Munz contends that a healthy culture will encourage experimentation and exploration at the risk of many false starts and dead ends. At the same time high standards of criticism will be maintained, though as Bartley has pointed out, criticism needs to be optimal, not too strict or hasty. To maintain this precarious balance a theory of criticism is required that focuses on objects or ideas and not on the personality or motives of the artist. In addition, an advance in cultural evolution is also needed permitting people to communicate with one another despite major and perhaps even fundamental differences in their respective belief systems. For most of recorded history, Munz suggests the basis of social and cultural bonding has been shared belief systems that are exempt from criticism. "Where knowledge is used a social bond, people cannot afford the luxury of exposing it to criticism, lest their co-operation be endangered or cease".

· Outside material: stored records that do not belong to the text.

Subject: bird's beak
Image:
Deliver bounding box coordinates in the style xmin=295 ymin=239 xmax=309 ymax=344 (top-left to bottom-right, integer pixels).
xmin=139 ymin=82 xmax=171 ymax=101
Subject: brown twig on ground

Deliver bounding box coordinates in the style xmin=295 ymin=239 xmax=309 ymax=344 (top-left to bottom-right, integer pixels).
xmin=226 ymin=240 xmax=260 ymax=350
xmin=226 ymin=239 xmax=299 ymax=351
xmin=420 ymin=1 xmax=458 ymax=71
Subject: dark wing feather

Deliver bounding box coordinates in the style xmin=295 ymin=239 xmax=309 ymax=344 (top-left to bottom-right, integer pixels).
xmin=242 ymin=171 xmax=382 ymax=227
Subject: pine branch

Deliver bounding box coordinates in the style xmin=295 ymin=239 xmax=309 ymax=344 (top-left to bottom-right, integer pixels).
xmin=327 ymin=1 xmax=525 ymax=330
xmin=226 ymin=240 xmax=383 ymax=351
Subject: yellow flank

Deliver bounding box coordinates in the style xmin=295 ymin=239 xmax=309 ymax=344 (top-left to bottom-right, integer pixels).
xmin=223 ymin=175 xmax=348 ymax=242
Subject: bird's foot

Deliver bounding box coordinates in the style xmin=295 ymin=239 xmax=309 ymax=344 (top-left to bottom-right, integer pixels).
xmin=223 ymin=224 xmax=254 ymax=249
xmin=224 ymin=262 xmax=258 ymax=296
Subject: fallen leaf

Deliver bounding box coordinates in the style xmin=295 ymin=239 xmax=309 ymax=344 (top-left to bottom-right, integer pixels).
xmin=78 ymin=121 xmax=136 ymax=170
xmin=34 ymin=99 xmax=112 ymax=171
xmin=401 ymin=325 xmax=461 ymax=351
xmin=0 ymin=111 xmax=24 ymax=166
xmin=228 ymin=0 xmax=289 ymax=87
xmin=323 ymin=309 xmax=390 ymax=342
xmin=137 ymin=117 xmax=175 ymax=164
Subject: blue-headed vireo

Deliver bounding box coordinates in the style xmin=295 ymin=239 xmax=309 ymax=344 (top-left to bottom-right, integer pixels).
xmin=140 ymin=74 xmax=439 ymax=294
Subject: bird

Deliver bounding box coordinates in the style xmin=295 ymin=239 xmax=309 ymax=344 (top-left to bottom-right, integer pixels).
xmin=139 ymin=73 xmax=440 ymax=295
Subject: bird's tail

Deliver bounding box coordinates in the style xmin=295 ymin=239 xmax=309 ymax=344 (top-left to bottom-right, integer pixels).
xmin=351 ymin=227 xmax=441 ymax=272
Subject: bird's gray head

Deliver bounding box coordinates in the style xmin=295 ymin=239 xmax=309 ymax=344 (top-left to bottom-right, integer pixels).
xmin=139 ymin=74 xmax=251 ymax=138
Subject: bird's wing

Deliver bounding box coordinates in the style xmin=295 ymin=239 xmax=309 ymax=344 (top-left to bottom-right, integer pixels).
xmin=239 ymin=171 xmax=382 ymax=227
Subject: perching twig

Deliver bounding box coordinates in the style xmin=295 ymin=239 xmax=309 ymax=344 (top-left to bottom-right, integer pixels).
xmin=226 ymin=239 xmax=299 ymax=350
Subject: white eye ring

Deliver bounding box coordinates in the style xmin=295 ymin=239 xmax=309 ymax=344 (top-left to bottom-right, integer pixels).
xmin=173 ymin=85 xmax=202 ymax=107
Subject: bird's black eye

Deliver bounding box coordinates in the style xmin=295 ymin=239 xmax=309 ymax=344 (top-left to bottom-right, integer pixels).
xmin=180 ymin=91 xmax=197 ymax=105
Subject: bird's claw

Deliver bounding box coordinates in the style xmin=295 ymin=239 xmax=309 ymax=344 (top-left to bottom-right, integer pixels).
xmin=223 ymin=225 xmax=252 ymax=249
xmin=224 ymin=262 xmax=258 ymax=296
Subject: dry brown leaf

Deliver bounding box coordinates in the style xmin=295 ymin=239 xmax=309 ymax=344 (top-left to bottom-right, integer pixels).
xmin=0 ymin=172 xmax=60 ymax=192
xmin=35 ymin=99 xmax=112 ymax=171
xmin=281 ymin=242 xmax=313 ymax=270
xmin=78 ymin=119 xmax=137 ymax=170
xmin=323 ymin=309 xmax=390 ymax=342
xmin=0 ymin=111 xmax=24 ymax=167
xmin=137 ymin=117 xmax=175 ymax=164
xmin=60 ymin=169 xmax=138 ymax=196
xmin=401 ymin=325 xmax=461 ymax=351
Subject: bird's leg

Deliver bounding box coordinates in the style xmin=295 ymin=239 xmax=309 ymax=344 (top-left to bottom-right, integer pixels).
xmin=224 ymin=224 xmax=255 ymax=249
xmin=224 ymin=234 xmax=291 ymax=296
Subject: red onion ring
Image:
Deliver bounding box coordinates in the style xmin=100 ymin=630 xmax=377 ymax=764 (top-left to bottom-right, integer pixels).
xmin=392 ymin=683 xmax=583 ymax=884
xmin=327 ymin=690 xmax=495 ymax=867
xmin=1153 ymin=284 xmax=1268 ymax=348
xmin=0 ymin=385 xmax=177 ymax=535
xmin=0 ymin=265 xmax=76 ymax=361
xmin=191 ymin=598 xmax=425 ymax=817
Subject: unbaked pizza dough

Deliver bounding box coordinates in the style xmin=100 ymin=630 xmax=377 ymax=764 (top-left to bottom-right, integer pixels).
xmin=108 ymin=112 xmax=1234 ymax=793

But now, in certain places, a threshold has been crossed: some people; "...have managed to establish societies which are not dependent on the purity of any given cultural strain and which are bonded by criteria other than the adherence to any particular belief system and its rituals."
The essential feature of such a society is that some aspects of its evolution can be regulated by critical discussion in a way that was previously not possible. However if this does not happen there may instead be further fragmentation, with the proliferation of self-contained and exclusive sub-cultures. To a very large extent this has happened in academic life and even within disciplines such as philosophy which have fragmented into communities which ignore each other's work.
Munz sees the tendency towards closed systems as a counterpart to sociological theories of knowledge whose defence of relativism expresses frustration with the failure of positivism and "mirror" theories of knowledge (as Munz calls them.) Mirror theories portray the mind as an inert vessel, or perhaps an induction machine, which accumulates knowledge as a result of passive exposure to the outside world. The extreme form of the mirror theory occurs in Wittgenstein's Tractatus with its "picture" theory of language in which all valid, meaningful and justified sentences mirror some extra-linguistic fact.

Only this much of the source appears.